Голубоватое свечение у него изо рта стало таким же ярким, как пламя свечи, — Марта просто не могла поверить, что кроме нее этого никто не видит. Эта свеча догорала, готовясь отбросить перед исчезновением последний ослепительный отблеск.

Марта легла рядом с ним и нежно погладила его волосы и бороду. Ее руки привычно скользнули на его шею и замерли. Теодор посмотрел ей прямо в глаза и кивнул.

Марта сомкнула кисти и припала к его губам. Теодор затрясся, как всегда делал в экстазе удушья. Его тело напряглось и забилось в конвульсиях. Марта почувствовала, как поток света заполнил собой все пространство, унося их обоих из мира, полного скорби и разочарования.

Она провела его до самого порога темноты по светящемуся коридору. Их души сплелись на самой границе, и сейчас она должна была его отпустить. В последний раз.

Вместо этого Марта крепче обхватила тело Теодора на кровати, а там, в небытии, ее душа обвила его душу. Они шагнули за порог вместе.
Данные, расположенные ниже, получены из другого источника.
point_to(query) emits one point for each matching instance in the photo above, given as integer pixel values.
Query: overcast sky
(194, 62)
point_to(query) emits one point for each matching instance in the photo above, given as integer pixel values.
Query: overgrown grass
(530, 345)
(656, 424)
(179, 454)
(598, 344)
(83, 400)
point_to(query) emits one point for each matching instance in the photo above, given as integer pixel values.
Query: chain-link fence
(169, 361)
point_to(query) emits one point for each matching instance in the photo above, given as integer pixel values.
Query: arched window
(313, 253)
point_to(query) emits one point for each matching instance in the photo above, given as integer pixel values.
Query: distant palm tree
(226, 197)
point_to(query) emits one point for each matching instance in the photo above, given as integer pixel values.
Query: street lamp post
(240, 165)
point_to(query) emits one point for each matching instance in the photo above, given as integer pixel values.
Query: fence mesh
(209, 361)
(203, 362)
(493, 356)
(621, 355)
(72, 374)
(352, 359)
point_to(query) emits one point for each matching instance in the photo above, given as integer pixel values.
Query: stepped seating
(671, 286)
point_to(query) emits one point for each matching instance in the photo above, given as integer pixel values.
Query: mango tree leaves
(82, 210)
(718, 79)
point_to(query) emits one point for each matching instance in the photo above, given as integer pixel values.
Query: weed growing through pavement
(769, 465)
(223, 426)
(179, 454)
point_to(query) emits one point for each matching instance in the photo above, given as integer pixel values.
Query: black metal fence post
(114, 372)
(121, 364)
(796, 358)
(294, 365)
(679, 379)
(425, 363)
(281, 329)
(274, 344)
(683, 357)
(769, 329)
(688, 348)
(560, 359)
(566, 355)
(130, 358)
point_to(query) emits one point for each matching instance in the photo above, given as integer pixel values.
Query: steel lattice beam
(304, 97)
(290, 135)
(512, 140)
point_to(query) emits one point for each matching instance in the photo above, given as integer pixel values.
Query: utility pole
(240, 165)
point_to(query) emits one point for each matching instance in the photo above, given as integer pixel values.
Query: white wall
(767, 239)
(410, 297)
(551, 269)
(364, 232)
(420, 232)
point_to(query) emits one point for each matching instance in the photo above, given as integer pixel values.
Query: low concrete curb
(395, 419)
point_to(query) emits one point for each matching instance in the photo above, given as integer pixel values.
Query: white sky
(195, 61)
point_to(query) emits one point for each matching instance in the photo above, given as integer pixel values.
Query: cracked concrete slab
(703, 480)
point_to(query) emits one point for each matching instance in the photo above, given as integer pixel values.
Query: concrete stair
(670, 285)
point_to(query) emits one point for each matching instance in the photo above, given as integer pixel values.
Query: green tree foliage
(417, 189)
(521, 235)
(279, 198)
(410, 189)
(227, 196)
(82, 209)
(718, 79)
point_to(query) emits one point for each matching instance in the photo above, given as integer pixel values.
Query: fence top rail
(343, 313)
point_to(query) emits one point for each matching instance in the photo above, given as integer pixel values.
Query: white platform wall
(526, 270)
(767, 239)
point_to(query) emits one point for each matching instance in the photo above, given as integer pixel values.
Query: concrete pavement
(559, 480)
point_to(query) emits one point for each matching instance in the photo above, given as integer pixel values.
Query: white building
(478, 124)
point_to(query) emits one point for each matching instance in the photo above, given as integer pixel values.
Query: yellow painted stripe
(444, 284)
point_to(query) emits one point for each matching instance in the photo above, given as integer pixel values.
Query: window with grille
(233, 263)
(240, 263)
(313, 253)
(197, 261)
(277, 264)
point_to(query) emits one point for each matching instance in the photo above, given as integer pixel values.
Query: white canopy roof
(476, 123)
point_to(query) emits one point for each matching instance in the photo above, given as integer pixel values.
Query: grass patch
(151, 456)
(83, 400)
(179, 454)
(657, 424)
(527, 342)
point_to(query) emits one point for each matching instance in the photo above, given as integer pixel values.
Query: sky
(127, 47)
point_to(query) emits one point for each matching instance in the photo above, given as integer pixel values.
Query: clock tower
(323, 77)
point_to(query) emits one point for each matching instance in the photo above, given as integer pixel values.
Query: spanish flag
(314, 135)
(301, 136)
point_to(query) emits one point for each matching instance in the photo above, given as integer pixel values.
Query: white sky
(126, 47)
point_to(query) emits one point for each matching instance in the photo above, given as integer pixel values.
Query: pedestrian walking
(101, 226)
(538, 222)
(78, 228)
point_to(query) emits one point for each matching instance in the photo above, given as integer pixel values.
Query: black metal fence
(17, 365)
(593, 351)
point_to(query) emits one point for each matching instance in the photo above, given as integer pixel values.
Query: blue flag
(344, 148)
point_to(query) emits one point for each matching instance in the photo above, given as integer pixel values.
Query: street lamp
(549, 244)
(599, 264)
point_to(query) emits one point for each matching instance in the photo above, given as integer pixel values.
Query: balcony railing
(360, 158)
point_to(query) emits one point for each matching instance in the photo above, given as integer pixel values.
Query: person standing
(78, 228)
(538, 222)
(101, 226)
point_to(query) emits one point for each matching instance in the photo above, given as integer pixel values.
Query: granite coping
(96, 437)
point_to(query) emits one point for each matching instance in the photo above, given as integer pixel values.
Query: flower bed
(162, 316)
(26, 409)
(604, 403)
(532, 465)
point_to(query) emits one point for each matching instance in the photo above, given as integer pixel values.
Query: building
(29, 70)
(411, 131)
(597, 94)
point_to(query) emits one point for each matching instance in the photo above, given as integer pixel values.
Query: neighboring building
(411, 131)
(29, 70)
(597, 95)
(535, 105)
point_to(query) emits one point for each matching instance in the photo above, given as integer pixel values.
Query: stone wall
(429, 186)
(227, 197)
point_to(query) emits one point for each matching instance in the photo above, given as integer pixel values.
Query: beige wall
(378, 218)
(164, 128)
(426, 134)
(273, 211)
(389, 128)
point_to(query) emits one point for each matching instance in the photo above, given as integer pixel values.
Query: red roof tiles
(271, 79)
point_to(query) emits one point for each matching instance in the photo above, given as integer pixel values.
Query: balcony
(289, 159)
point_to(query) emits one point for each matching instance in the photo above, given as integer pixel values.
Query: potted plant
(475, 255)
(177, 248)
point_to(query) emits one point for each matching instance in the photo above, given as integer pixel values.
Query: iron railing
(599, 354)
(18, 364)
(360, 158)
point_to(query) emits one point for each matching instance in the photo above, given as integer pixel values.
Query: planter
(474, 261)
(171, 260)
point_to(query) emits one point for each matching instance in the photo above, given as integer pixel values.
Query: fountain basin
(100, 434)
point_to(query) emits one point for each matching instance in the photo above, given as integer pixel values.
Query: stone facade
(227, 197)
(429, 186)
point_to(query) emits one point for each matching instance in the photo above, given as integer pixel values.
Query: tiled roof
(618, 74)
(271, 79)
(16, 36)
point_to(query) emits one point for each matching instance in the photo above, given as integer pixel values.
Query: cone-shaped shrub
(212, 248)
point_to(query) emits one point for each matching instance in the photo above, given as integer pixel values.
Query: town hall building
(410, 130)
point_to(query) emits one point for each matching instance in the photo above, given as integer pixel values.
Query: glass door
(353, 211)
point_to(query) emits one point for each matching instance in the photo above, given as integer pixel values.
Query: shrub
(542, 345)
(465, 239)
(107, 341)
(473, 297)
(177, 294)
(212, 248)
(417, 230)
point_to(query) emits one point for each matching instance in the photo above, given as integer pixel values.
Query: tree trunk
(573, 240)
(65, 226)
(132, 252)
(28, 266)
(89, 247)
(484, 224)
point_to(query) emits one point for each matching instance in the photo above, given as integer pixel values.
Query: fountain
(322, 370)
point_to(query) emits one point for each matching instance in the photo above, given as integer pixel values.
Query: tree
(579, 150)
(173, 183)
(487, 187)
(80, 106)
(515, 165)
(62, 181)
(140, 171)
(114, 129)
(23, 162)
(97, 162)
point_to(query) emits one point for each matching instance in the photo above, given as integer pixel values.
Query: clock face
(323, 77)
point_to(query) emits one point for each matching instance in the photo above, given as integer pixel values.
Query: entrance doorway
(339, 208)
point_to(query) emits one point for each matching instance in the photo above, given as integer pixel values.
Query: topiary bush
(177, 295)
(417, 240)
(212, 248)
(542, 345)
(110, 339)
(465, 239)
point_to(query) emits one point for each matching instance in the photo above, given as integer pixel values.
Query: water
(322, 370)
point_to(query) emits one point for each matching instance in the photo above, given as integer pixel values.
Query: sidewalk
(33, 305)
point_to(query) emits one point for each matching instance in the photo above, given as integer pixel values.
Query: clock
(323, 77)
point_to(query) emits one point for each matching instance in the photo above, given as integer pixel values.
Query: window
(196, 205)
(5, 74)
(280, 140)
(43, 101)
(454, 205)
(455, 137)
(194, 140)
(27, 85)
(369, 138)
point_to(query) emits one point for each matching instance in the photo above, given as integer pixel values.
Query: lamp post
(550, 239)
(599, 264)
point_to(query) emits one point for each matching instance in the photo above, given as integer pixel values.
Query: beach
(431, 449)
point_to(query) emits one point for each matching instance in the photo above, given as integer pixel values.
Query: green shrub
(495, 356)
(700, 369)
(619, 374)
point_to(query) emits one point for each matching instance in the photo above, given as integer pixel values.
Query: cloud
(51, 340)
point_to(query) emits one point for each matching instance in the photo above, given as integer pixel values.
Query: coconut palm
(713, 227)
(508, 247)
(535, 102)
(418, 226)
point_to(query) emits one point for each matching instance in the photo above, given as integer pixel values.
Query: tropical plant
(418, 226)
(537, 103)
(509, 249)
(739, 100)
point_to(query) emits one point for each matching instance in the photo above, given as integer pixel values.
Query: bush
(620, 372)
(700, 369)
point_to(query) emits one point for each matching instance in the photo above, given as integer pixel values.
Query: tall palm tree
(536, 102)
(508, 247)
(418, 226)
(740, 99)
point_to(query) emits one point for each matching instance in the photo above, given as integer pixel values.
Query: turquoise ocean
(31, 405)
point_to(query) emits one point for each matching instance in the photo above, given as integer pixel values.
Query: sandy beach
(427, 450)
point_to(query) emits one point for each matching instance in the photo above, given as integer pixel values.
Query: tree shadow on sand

Пока они растворялись в темноте, Марта успела подумать, что без яркого света, который оставался позади, тьма не казалась бы ей такой бездонной.

Синее конфетти прибоя

В детстве мне нравились книжки «раскладушки», превращавшие страницы в объемное волшебство. Хотелось, чтобы этот мир был красив. Но бумага легко рвется и горит…

***

— Папа, не трогай! — предостерегающе крикнула Соня.

Андрей отдернул руку, но не успел — краб размером с его ладонь тяпнул за палец плоской клешней и тут же засеменил по песку к полосе прибоя.

— Ай! — Андрей затряс пальцем: на тонком, как от пореза бумагой, разрезе выступила капелька крови.

Он инстинктивно прижал палец к губам, и вид у него при этом, видимо, был такой растерянный, что Сонька расхохоталась:

— Я же тебе говорила, не трожь! Он маленький, а ты вон какой! — и тут же участливо добавила. — Больно?

Андрей замотал головой и улыбнулся. Все в порядке.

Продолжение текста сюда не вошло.